Nieoficjalnie wiadomo, że Wavelo zabiły hulajnogi elektryczne, których operatorzy weszli z agresywnym modelem działalności, nawet bez zawierania umowy z władzami miasta. Po prostu rozwieźli po mieście swoje pojazdy, uruchomili apki i hulajnogi zaczęły namnażać się na ulicach Krakowa, wraz z pojawianiem się kolejnych operatorów.
Operatorzy ci w praktyce pozwalali użytkownikom na użytkowanie tych pojazdów bez trzymania się jakichkolwiek zasad, jeśli chodzi o sposób poruszania się czy parkowania – a właściwie porzucania ich w dowolnym miejscu.
Sytuację pogarszał fakt, że polskie prawo drogowe było ślepe na hulajnogi elektryczne i przez długi czas potrącanie pieszych na chodnikach przez hulajnogistów traktowała jako... kolizję dwojga pieszych.
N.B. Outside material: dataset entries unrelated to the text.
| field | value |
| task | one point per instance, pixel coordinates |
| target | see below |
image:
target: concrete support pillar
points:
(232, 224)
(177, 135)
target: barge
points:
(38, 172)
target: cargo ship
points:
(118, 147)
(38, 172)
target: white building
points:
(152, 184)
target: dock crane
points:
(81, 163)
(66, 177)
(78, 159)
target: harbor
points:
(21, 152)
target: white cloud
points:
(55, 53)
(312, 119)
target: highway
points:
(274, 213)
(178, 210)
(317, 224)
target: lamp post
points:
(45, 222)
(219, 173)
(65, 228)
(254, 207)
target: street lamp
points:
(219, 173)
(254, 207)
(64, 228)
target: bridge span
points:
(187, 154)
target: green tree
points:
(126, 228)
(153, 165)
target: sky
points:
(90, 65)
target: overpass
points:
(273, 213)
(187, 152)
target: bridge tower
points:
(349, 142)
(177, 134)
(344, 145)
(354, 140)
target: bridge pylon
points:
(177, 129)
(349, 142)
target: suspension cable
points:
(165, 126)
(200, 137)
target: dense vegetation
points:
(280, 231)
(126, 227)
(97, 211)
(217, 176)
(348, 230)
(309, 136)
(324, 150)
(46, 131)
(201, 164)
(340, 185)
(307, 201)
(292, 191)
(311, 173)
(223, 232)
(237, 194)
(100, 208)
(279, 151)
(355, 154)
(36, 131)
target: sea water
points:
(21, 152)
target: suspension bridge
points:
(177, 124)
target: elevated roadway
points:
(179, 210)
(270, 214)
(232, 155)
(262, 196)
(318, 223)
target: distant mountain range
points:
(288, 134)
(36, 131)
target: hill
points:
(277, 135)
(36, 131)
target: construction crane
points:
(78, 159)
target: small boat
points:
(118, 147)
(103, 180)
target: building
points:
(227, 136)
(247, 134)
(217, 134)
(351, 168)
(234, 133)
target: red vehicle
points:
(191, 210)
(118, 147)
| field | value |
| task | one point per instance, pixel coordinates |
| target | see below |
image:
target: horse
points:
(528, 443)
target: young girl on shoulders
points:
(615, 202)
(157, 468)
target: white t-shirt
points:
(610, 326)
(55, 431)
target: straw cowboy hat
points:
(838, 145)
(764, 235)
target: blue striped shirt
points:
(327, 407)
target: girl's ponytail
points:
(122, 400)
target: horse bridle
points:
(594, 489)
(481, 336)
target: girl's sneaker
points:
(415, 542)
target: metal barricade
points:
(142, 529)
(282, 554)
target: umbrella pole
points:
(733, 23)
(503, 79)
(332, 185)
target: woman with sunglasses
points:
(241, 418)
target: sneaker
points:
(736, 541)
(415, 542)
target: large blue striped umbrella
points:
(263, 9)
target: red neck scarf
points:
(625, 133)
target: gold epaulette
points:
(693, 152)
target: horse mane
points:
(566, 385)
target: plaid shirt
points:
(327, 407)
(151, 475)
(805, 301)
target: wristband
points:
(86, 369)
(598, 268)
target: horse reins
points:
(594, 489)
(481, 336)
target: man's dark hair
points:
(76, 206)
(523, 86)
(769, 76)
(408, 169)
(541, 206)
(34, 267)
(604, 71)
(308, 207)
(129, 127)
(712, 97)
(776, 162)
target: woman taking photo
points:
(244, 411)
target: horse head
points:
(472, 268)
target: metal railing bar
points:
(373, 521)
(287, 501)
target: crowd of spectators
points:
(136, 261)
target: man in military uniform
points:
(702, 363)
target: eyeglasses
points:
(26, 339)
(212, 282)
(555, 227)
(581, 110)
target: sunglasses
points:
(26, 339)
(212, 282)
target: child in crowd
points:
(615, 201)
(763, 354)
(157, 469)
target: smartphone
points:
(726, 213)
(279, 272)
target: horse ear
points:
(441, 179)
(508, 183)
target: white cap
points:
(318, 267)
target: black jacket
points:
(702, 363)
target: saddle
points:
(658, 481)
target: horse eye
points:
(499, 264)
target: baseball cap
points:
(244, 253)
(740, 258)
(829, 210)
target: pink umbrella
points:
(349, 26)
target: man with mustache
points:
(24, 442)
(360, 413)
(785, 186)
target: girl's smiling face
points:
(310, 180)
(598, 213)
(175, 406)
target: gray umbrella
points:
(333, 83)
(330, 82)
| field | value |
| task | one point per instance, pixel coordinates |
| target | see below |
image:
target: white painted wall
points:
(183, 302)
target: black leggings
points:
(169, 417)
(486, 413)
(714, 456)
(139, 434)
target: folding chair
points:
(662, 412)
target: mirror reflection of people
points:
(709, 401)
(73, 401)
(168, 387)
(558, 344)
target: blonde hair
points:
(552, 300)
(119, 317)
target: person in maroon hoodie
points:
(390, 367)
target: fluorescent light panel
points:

Prawo w końcu zmieniono, a pierwszą realną próbę uregulowania tego chaosu władze miasta podjęły dopiero w tym roku.
Przypomnijmy, że system Wavelo był całoroczny, co było ewenementem w polskich warunkach, liczył aż 1500 pojazdów, a opłaty za przejazd były relatywnie niskie. Grupa czynnych abonentów Wavelo w 2019 roku liczyła około 30 tysięcy osób.